Sementara itu, terkait kewenangan izin pemanfaatan bangunan cagar budaya (BCB), Ufi menjelaskan semua berada di tangan pemerintah di tempat cagar budaya berada. TACB Kota Semarang hanya dapat melakukan kajian dan rekomendasi. Di mana pihaknya akan menilai apakah suatu situs dapat memenuhi syarat untuk dijadikan cagar budaya. Baru setelah dirasa memenuhi persyaratan, TACB akan memberikan rekomendasi agar ditetapkan oleh pemerintah sebagai cagar budaya.
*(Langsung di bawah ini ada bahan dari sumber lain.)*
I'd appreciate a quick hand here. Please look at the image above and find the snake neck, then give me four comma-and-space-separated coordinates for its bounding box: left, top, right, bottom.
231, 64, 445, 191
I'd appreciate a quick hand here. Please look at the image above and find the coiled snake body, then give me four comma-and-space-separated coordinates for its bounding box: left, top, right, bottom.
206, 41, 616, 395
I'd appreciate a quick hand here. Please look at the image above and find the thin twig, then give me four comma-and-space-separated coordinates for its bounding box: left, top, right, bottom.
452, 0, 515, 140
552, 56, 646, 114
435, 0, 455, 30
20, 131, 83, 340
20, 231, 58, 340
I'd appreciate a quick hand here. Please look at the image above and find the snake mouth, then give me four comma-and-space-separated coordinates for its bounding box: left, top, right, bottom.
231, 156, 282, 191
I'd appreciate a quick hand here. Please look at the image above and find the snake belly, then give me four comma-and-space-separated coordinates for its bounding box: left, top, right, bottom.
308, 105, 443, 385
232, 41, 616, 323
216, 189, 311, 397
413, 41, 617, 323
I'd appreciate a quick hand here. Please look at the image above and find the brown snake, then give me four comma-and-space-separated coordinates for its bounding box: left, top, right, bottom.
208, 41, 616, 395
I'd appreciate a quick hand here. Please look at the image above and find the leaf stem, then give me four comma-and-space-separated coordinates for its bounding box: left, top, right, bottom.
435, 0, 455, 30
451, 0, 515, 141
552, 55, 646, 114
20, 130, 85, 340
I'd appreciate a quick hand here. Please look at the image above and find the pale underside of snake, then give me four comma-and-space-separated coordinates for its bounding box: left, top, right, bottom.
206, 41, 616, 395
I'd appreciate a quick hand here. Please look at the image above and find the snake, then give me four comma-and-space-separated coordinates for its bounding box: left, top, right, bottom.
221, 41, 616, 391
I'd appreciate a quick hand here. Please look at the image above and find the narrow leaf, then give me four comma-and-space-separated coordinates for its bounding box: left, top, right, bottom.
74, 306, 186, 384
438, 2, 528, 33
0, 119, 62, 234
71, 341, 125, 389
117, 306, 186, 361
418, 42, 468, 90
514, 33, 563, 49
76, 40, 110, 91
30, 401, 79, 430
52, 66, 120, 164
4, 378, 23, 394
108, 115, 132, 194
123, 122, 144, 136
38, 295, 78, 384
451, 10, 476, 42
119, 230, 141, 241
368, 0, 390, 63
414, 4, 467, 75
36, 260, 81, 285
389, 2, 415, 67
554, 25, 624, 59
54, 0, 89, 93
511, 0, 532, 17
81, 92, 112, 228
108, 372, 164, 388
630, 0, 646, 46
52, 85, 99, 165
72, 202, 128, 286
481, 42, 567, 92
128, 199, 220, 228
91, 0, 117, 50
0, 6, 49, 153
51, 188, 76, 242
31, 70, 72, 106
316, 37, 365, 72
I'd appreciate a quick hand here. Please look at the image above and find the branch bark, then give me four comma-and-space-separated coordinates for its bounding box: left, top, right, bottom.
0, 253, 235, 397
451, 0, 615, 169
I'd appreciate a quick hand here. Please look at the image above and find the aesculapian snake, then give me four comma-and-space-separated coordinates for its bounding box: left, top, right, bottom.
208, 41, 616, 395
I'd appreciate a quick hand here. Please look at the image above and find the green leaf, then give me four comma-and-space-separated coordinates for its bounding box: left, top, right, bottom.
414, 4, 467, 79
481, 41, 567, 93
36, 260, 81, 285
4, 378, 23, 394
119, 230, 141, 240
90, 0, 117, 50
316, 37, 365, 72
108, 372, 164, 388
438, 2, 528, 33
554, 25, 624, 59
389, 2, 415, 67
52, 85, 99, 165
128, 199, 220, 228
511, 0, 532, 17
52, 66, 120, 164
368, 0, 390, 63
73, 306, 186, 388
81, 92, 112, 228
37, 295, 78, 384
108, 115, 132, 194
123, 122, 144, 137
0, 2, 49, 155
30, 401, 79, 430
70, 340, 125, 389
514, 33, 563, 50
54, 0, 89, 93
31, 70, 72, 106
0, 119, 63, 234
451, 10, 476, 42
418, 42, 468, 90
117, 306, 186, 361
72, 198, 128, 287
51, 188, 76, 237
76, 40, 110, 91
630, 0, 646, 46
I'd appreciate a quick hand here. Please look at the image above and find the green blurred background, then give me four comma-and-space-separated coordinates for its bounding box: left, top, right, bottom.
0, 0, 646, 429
“Dan untuk izin pemanfaatan misalnya untuk museum, perkantoran atau lainnya sudah masuk ranah pemerintah. Kita hanya memberikan kajian dan rekomendasi saja,” ujarnya.

Menanggapi runtuhnya salah satu sisi Gedung OJK yang notabene merupakan bangunan cagar budaya, pihaknya mengaku tidak mengetahui izin penggunaan dari gedung tersebut. Sebab, hal tersebut sudah masuk ranah Pemerintah Kota Semarang. Termasuk soal robohnya gedung sebelum proses renovasi berjalan, pihaknya meminta perlu adanya penelitian dan fakta konkret terkait rencana tersebut.

Sehingga dapat diketahui penyebab dari runtuhnya bangunan yang dulunya milik konglomerat abad 19 bernama Oei Tiong Ham tersebut. Apakah dalam prosesnya telah memenuhi aturan UU atau belum?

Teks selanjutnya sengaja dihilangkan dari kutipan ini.